A disciplined response can therefore be small and specific:

promise:
  one intent creates at most one charge and one final order outcome

evidence now:
  gateway timed out; provider result is unknown; order is not confirmed

safe user state:
  payment_pending, with a status lookup rather than another charge attempt

mechanism:
  stable payment operation id, idempotent receiver, durable reconciliation record

trade-off:
  slower confirmation and a visible pending state in exchange for avoiding duplicates

Now add load. If provider latency rises for many users, the same design needs admission control and a retry budget. Otherwise each sensible individual retry becomes an unsafe collective storm. The degraded mode may keep carts readable and persist order intent while pausing new payment attempts. This is not a separate concern from correctness: it preserves the capacity needed for reconciliation and prevents new evidence from becoming ambiguous faster than the system can process it.

Finally add a deployment. If the repair worker receives a newer event shape than an old dead-letter message, it must still understand both or route the old record through a documented repair path. Recovery often reads historical data, so contract compatibility is part of incident readiness.

The transfer test is simple: for any scenario, name the protected promise, the evidence already held, the evidence still missing, and the next action that remains safe under that uncertainty. That sequence is more durable than memorizing individual distributed-systems slogans.

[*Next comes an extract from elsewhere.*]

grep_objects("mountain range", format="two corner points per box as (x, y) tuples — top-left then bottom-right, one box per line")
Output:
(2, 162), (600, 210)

Self-Check Before The Capstone

For each mechanism you propose, ask one last pair of questions: what exact failure does it prevent, and what new cost or limit does it introduce? An idempotency key prevents duplicate processing of one named operation, but it does not decide which replica may own a final order state. A queue decouples work, but it needs deadlines and backpressure. A replica improves locality, but a read policy must say whether stale data is acceptable. A playbook makes degraded behavior deliberate, but it depends on controls and evidence that exist before the incident.

If you can name both the protection and the limit, you are ready to turn the review answers into the capstone's architecture decision.

Practice Prompt

Pick one of these scenarios and write a five-line design review:

scenario A:
  A password change says saved, but another device accepts the old password.

scenario B:
  A payment request times out, then a retry creates two provider records.

scenario C:
  A queue grows for thirty minutes while workers keep retrying a slow dependency.

scenario D:
  A new producer emits an event that an old consumer rejects during rollout.

Use this shape:

promise:
evidence:
uncertainty:
mechanism:
trade-off:

The capstone will expand the same shape into an architecture decision record.